Espace privé, espace ouvert, destiné à la récolte ou laissé en friche, recouvert d’herbes et de broussailles ou arboré par un bois que surplombent des arbres majestueux, ce « jardin » comme on le nomme est avant tout un espace naturel indéfinissable. Une lutte entre le retour à l’état sauvage et la tentative de domestication lui donne un charme énigmatique. C’est cette éphémerité ou plutôt cette mouvance perpétuelle de l’état de nature qui à influencé mes trois interventions, ébauches pour des projets de plus grande envergure.


Débris

Tout au long du parcours nous pouvons apercevoir de nombreux matériaux dûs à l’activité humaine, outils de jardinage, taules, etc… Parmi tous ces vestiges un élément reste en activité : la citerne à eau d’où plusieurs tuyaux partent dans diverses directions. L’un d’eux nous emmène à travers les sous-bois le long d’un chemin. Ma première intervention consiste à réaliser un jeu de miroirs avec la végétation sinueuse des lianes en y mélant des tuyaux de chambre à air le long des branches. Ces fausses lianes en prennent l’aspect tortueux et se dissimulent ainsi dans la flore environnante. Jouant sur la notion d’œuvre indicielle, le spectateur qui suit le chemin et le tuyau provenant de la citerne peut par son attention soit découvrir cet autre réseau de tuyauterie improbable soit totalement passer à côté sans l’apercevoir. Cette installation questionne sur la présence d’éléments artificiels dans la nature par imitation de celle-ci. En effet, si ces courbes noires arrivent à s’intégrer aux courbes naturelles des lianes, leur fonctionnalité n’en est que plus suspecte. La présence de l’arrivée d’eau longeant en ligne droite le chemin réaffirme cette contradiction, induisant l’idée que l’outil artificiel s’intègre à l’espace naturel par la perte de son utilité première.

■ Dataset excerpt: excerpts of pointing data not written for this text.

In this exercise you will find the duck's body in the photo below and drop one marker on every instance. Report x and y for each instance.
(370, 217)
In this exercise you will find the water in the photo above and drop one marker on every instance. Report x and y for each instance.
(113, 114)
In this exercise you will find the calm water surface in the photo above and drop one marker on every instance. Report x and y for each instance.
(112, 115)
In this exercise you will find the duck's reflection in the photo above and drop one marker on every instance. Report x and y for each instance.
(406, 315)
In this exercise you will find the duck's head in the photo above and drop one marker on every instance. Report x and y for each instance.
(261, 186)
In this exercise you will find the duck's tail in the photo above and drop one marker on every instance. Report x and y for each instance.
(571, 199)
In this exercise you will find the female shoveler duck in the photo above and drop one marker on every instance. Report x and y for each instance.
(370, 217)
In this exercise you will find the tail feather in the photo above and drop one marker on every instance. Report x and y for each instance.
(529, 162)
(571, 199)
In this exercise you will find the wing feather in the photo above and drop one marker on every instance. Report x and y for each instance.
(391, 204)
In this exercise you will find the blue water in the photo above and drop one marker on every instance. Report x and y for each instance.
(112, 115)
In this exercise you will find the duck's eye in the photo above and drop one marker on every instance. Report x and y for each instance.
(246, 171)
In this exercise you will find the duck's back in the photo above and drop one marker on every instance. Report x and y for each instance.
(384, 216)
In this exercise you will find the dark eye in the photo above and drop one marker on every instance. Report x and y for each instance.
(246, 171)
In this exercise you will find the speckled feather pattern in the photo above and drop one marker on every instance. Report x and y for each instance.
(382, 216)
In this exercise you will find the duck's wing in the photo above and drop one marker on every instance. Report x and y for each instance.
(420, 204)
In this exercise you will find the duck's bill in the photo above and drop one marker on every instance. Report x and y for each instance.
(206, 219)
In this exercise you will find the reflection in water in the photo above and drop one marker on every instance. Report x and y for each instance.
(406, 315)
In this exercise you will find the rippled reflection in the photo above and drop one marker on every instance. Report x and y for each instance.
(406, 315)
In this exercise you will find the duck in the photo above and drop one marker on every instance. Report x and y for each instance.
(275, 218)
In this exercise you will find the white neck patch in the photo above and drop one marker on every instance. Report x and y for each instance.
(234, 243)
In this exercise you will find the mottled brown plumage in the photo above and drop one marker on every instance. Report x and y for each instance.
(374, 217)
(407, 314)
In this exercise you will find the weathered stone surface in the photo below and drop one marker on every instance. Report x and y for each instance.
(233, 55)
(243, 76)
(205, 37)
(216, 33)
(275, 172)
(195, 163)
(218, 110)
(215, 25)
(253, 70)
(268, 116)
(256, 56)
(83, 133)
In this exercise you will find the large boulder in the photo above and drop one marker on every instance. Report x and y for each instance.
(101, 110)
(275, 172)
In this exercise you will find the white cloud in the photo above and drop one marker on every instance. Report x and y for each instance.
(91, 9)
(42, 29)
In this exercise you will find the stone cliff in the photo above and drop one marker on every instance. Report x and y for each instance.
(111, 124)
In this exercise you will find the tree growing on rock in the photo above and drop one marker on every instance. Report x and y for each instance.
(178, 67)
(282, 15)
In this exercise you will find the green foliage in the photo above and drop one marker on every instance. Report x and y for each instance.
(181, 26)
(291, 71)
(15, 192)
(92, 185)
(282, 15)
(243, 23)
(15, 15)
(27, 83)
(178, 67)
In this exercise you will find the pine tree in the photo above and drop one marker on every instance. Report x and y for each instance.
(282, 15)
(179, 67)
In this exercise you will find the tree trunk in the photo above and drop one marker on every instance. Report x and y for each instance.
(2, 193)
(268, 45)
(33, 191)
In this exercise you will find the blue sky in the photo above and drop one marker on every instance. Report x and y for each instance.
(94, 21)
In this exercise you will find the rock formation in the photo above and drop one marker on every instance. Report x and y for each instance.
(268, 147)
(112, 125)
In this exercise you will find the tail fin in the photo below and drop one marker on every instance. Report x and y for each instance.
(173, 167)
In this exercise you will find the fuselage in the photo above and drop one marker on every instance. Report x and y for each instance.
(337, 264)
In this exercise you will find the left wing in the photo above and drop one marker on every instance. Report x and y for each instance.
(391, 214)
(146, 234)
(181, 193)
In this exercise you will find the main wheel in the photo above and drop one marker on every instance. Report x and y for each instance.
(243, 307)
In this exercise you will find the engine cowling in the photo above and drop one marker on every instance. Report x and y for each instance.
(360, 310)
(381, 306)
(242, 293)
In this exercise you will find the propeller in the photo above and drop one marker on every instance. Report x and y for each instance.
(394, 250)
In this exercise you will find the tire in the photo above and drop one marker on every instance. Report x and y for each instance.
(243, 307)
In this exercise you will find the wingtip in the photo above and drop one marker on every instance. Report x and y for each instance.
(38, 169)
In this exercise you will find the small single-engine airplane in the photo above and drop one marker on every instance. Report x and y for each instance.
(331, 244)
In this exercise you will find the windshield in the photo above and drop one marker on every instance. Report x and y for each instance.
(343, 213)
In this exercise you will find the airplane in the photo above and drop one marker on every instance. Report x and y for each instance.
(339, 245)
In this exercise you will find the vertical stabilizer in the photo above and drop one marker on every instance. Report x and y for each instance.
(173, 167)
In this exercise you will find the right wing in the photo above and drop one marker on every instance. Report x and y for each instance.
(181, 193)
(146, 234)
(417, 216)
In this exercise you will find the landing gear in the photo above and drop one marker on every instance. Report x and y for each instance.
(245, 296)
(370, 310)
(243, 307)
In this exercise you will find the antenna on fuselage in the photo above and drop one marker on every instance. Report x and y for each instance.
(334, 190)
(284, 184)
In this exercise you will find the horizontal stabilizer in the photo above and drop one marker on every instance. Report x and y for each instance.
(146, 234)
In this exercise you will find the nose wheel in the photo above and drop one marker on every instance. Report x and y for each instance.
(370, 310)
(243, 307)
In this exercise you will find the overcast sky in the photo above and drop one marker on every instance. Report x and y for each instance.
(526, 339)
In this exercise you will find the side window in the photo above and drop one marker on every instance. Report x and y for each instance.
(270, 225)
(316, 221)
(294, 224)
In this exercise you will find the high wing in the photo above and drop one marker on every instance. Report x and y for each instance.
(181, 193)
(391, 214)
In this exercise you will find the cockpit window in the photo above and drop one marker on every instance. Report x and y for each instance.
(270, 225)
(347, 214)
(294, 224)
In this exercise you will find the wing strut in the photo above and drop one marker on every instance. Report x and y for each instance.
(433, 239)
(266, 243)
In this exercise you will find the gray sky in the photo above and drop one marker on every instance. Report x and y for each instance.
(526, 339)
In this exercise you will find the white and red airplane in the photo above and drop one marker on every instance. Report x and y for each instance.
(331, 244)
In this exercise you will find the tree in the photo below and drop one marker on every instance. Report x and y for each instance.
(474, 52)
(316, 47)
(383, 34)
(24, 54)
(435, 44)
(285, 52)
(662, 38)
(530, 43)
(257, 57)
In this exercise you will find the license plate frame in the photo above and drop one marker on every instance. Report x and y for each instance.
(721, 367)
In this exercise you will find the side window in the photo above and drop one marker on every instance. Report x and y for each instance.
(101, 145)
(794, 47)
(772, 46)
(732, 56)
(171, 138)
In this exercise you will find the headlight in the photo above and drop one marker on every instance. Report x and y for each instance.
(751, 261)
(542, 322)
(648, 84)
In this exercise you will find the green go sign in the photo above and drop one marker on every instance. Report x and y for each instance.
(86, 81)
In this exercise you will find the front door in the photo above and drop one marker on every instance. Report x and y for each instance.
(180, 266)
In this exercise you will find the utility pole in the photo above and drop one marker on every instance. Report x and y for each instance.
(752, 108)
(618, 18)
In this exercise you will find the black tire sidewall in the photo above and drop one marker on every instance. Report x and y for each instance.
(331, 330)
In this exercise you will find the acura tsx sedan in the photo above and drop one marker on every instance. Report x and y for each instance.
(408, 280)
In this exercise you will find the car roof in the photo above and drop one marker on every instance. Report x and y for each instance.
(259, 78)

Boucle Au centre d’une clairière, un arbre composé de deux grandes branches courbées se détache de l’ensemble de la végétation. J’entreprends alors d’accentuer sa courbure en la prolongeant à l’aide de lianes et ainsi d’esquisser une arabesque, motif propre à l’Art Nouveau dont l’une des sources principales d’inspiration était la nature. La tentative est de réimplanter au sein d’un espace naturel une forme ornementale inspirée par la nature ellemême. Essayant de lui imposer une regularité exagérée, la branche résiste et la forme reste imparfaite, dans un entre deux.


Tchernobyl-tomatoes

L’élément le plus visible de ce jardin reste la serre qui abrite le potager. Symbole d’un retour aux sources, d’une volonté de subvenir soi-même à ses besoins, la culture potagère est aussi une réponse à la suspicion générale vis-à-vis de la grande distribution alimentaire. L’installation Tchernobyl-tomatoes insinue un doute par un détournement humoristique. Devant cette culture préservée de pollutions apparentes, une multitude de légumes prennent des allures d’expériences de laboratoire issues d’un film de science fiction. Sommes- nous à l’abri de toute contamination ? La vérité est-elle ailleurs ?




Le Buffet Soupe de légumes, châtaignes grillées, pommes, noix, bière et vin chaud préparés et/ou chauffés sur une cuisinière à bois ont fait office de point de ralliement de l’événement. Des verres en bambous ont été construits, un système où chacun lave sa vaisselle installé, les ingrédients ont été donnés par des producteurs locaux.



Nid 2010 Antoine Laborde



Antoine Laborde

Les productions proposées pour cette exposition éphémère Otro prennent corps par rapport au lieu de production et d’exposition qu’est le jardin. Chaque pièce s’inspire et tire partie des différents espaces qu’offre le lieu, par les contraintes qui s’en dégagent, ainsi que par les matériaux préexistants. La vision de l’espace d’exposition se développe à partir de la conscience de la nécessité pour l’oeuvre d’occuper un site propre. Nous voyons donc d’abord l’espace et non pas l’oeuvre d’art.


1 corde d’alpiniste de 50 mètres verte 1 corde d’alpiniste de 50 mètres jaune 1 chapka grise

Nid

Comment exploiter un espace sans y pénétrer ? Cette installation s’étire et prend possession de l’espace du jardin avec deux cordes d’alpiniste accrochées à 4 arbres. Les cordes d’alpiniste se croisent perpendiculairement au dessus d’une clairière inaccessible constituée de ronces sauvages. Au croisement des cordes, se tenant à distance du spectateur, une forme ovoïde et poilue s’y suspend. La chapka, repliée sur elle même, a été installée de telle sorte que sa signification d’usage a disparu sous l’égide d’un titre et d’un point de vue nouveau, créant une nouvelle pensée pour cet objet en le plaçant en déplacement par rapport à sa fonction originelle.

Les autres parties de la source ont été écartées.